Each time, for 90 valuable minutes, my thoughts are confined entirely to the pitch. Even beyond match days, the effect lingers; slowly, my idle moments start to be dominated not by worry but by hope. The elation from one game carries me through to the next, each bringing further evidence that this is an enchanted team, and these are rarified times.
It feels like 2004 all over again, except this time I know all too well how good we have it. I know to make the most of this, a campaign that has everything: high drama, late twists, against-all-odds triumph, untold heroes, redemption, romance. However happy the ending, a part of me will feel it as a loss.
But as I learned from that Cardiff final, that’s what it is to be a fan. Win, lose or draw, one thing is guaranteed: you will suffer. That’s never been truer than in these last few games, but it’s been a useful exercise to remember what disappointment feels like, and besides, each hard-won point has been vital.
Did we ever really think a season so extraordinary would reach a straightforward conclusion? Now at least there is the possibility of the grandstand finish it deserves.
And here’s another truth, one that I was fortunate to discover earlier than most: eventually – maybe months later, maybe years, maybe decades – your suffering will be rewarded.
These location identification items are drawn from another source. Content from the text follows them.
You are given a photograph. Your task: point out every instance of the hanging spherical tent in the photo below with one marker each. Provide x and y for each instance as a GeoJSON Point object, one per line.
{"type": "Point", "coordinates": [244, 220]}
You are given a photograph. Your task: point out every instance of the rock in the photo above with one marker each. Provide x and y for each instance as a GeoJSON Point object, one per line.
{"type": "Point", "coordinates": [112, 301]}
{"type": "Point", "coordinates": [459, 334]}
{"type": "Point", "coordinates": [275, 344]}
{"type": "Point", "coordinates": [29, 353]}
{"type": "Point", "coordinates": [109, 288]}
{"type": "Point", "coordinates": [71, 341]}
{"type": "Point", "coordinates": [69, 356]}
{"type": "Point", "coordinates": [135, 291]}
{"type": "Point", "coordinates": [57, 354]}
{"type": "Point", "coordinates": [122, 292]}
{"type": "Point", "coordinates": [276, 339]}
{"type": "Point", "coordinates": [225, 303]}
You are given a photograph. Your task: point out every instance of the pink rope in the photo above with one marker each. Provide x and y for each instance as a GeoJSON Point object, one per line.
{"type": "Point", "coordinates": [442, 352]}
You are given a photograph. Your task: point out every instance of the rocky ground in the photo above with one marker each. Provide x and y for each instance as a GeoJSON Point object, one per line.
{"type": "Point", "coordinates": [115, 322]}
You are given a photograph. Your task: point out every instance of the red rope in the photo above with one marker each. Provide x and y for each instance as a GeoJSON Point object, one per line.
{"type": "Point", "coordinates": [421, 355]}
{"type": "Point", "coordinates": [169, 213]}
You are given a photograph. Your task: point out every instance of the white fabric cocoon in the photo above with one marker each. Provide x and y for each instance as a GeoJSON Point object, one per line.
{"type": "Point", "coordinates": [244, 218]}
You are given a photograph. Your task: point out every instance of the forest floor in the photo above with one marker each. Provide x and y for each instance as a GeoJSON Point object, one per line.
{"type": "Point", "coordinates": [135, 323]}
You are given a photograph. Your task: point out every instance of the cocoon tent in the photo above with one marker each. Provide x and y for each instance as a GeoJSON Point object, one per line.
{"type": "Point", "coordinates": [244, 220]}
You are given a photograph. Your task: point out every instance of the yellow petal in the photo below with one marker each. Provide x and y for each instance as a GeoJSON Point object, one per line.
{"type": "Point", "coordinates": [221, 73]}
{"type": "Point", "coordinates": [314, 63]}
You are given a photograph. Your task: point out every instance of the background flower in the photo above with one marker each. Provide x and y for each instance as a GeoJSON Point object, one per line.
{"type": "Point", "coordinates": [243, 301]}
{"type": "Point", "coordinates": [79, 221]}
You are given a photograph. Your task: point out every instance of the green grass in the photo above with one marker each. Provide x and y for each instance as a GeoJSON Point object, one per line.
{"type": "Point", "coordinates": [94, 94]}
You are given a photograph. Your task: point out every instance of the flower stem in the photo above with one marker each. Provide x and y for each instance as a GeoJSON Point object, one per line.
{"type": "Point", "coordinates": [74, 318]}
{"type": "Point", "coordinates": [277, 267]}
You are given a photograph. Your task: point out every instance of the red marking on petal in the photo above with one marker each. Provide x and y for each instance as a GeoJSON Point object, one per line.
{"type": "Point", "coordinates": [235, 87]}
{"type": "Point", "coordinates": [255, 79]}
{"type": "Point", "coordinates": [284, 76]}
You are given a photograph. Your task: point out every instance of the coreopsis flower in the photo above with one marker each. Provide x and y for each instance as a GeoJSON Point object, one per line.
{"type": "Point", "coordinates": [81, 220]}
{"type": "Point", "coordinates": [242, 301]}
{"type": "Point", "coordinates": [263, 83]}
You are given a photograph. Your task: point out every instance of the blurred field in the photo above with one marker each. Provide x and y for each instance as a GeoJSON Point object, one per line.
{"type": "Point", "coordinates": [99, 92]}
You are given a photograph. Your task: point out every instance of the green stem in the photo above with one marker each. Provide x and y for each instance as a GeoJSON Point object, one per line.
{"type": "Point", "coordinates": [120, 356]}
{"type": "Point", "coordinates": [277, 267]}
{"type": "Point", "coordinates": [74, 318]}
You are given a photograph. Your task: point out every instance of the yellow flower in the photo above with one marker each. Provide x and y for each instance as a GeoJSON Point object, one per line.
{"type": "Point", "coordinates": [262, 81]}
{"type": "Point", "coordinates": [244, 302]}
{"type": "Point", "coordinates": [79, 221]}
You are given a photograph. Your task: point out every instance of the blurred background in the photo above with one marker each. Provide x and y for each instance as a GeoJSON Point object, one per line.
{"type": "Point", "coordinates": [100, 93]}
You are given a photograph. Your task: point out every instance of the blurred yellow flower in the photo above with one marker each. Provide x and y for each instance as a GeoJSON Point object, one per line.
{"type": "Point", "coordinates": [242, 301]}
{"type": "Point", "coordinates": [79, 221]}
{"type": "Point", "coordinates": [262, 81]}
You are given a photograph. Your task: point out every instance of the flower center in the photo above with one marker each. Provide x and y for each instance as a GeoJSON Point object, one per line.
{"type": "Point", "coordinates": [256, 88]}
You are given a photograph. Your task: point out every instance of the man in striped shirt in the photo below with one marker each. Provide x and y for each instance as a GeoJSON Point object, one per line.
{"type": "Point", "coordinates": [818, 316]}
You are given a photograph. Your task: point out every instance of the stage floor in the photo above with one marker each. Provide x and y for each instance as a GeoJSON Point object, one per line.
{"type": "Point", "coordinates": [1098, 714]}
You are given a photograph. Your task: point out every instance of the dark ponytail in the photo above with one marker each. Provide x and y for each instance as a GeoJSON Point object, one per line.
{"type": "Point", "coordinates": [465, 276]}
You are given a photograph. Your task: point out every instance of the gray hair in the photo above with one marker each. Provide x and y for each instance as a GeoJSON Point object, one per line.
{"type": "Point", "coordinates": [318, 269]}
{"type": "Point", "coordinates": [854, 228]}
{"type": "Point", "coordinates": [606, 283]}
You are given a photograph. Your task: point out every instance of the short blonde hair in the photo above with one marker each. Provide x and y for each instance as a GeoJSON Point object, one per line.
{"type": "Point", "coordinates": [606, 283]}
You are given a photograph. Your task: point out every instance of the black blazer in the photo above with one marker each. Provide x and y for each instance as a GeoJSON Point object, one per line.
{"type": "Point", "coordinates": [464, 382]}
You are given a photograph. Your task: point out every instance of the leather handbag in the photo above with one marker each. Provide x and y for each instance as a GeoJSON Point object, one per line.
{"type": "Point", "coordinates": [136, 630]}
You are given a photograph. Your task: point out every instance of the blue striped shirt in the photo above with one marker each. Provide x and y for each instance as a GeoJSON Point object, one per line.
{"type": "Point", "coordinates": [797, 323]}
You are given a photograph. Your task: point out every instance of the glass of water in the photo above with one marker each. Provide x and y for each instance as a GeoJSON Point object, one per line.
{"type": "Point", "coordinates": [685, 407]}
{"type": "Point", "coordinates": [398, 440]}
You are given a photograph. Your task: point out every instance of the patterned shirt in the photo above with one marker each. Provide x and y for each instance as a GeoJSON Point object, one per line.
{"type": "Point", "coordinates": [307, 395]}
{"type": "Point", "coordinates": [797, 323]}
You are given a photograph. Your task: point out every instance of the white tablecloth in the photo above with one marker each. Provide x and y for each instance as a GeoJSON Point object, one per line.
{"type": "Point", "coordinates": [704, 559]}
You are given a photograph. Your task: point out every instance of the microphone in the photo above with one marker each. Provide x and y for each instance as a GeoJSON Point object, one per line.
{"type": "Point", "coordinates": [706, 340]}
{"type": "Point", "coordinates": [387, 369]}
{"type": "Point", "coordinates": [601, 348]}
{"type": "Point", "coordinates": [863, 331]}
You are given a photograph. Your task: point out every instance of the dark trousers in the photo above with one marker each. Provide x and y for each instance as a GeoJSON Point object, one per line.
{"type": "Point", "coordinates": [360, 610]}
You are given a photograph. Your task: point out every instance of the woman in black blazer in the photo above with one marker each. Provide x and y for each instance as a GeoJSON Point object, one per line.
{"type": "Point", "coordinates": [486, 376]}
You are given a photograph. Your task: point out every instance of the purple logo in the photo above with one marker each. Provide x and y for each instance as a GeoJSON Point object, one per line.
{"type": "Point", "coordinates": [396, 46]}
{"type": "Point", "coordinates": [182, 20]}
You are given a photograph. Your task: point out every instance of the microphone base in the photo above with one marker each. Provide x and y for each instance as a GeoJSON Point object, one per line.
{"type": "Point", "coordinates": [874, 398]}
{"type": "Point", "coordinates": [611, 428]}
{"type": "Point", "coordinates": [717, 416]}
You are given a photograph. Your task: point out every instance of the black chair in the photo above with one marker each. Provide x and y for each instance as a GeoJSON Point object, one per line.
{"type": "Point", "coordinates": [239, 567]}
Mine was, in 2004, and I didn’t think it’d happen again; cue this absurd, astonishing campaign, this year of magical thinking that I didn’t know I needed until it was already unfolding in front of me.
How do you say goodbye to a run like this, beyond showing up on Saturday, each making our own small pilgrimage to Carrow Road, or bearing witness from afar?
Well, this has been a gift in the truest sense of the word, something given freely and without expectation – so what else is there to say but thank you?
Except perhaps this: football can break your heart – we all know this by now. But stick with your team through it all, and they might just mend it, too. If you’re very, very lucky, it’ll be when you need it most.